NetXen HP NC522SFP Network Flooding

I had a very fun weekend. It started at 4am Saturday with a migration of ~125 virtual machines from an old AMD based environment to a new Intel Nehalem based environment. Who could’ve known that within a few hours all hell would’ve broken loose.

Enter in problem of network flooding from the NetXen based HP branded NC522SFP.  Because all of the 10GbE ports from the (9) new ESXi servers were creating thousands of pause frames on the Cisco Nexus 5020 switches, I thought originally that it was an issue on the switch.  Talks with Cisco revealed nothing.  We attempted to disconnect one of the connected ports (each ESXi host is dual connected into a pair of N5Ks using vPC) to remove a potential spanning tree loop….no dice.

A reboot of the host resolved the problem, things appeared to be running normally and we decided to let it be and wait until Monday.

10 hours goes by, it is now Sunday morning and the problem returns.  First host loses storage (we’re doing NFS over 10GbE here), then two more…until all 9 in this cluster are pretty much toast.  I decide to open a ticket with VMware.  Wouldn’t you know, there is a potential known bug and resolution.

Bug 496013

Description: Some NetXen based 10GbE cards using the unm_nic and nx_nic drivers sometime flood the network with pause frames causing the port to become disabled.

Resolution: NetXen believes upgrading the firmware to version 4.0.516 will resolve the problem.

I’ve gone ahead and patched 4 of the hosts with this new firmware, so far it has been stable (knock on wood).   I’ll let you know if something happens.

Checking which version of the firmware you’re running is simple. From a command-line (ESX or ESXi hidden CLI), type ethtool -i <vmnic#> (replace vmnic# with the alias to the vmnic you’d like to check).  You should see output similar to:

driver: nx_nic

version: 4.0.301

firmware-version: 4.0.406

bus-info: 0000:07:00.0

Update - Utility CD with firmware patch now included…
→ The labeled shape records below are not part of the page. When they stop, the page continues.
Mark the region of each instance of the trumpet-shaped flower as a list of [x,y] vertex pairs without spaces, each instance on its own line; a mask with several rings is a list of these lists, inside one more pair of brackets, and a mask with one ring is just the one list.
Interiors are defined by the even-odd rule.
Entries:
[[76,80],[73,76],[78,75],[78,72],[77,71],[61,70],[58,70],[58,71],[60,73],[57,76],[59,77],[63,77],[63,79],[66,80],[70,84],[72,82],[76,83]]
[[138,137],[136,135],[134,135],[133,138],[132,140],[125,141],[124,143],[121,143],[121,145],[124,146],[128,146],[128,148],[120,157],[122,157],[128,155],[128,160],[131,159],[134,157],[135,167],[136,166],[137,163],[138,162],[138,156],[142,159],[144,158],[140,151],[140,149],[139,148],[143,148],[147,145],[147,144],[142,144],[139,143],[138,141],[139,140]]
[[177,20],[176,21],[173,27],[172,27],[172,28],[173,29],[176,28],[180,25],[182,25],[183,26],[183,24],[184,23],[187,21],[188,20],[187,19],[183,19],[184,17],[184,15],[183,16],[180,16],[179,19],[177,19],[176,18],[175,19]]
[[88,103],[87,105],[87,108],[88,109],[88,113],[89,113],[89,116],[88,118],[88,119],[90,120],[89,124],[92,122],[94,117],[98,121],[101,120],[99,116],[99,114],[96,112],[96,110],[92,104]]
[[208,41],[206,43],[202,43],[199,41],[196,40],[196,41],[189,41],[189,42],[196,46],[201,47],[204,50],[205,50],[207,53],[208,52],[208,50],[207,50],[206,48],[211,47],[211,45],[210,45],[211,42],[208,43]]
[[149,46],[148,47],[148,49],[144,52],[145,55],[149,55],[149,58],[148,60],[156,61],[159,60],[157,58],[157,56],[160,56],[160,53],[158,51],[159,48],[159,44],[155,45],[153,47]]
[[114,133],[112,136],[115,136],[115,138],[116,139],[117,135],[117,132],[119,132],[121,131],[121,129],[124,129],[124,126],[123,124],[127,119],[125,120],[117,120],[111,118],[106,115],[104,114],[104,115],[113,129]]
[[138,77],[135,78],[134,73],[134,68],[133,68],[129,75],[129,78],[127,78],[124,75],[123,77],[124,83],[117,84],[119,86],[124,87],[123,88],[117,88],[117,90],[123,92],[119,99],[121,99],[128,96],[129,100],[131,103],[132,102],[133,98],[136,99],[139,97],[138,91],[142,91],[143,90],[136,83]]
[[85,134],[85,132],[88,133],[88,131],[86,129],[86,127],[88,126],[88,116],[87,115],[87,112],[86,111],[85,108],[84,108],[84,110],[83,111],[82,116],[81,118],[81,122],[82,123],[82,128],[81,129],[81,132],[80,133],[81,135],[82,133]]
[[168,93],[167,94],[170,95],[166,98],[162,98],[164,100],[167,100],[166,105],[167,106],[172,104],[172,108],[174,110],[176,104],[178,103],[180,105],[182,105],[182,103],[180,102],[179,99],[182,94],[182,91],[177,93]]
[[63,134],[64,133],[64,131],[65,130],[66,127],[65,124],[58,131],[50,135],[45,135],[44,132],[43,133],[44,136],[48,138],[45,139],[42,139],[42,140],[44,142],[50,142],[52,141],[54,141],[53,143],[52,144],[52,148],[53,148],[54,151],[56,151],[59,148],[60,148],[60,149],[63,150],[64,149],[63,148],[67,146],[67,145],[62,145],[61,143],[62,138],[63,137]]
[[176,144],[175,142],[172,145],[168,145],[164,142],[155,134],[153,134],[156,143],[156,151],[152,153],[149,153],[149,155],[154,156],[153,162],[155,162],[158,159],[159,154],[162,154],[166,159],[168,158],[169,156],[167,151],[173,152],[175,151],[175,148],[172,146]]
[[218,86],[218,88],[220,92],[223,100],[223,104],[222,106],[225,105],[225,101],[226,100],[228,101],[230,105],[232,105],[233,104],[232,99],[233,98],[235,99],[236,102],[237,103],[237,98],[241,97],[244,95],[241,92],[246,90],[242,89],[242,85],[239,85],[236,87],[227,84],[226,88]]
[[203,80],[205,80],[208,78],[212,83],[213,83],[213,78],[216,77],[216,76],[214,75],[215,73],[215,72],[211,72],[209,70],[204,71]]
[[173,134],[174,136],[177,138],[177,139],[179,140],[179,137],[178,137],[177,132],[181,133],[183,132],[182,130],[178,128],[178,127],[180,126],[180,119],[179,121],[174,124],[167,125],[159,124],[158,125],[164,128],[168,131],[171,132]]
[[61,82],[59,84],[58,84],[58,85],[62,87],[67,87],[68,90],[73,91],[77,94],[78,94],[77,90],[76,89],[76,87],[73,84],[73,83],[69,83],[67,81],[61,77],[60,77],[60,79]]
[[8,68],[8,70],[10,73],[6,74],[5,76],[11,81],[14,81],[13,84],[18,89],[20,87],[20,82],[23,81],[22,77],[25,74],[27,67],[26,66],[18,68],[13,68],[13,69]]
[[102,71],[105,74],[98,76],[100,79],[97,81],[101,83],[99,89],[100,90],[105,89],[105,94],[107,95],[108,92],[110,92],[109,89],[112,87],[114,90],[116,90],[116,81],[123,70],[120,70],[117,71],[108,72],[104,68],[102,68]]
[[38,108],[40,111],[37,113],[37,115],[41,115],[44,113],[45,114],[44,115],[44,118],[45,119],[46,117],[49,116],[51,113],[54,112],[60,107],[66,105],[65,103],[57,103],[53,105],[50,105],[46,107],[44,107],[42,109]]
As you can see above, the firmware is out of date. To update the firmware you will need to boot from a Linux utility CD that has the appropriate driver, you then run a firmware update utility provided by HP.  To make this process easy I have created a bootable SLAX utility CD with the drivers pre-loaded. You can download the ISO from here (file temporarily removed). Once booted run the installer located in the root filesystem (ie: ./CP011471.scexe).

Let me know if you have any questions.


Posted under ESX 3.5 Tips, ESXi 3.5 Tips, Networking, Storage, vSphere, this blog has 2,003 views and 13 responses.

1 Star2 Stars3 Stars4 Stars5 Stars (No Ratings Yet)
Loading ... Loading ...

13 Comments so far

  1. Dimitri Rakviashvili
    3:35 am on February 12th, 2010

    Rick, it seems, that your advise is only 100 % right on the net. Today is 12’s day, after firmware upgrade, and everyting works fine.

    Thank you very much !

    Here is my config and method that worked for me (for everybody, who experineces same problem)

    HP Proliant ML 370 G6
    HP NC375i Integrated Quad Port Multifunction Gigabit Server Adapter (NetXen chip, 4 1GB ports)
    ESX (vSphere) 4 Update Pack 1
    nx_nic driver version : 4.0.301
    Nic fimrware version : 4.0.406

    Problem : exactly the same, as Rick wrote …

    Solution :

    NIC’s firmware upgrade to version : 4.0.516
    nx_nic driver version 4.0.301 works fine with this firmware (not tested with nx_nic 4.0.407, that is available)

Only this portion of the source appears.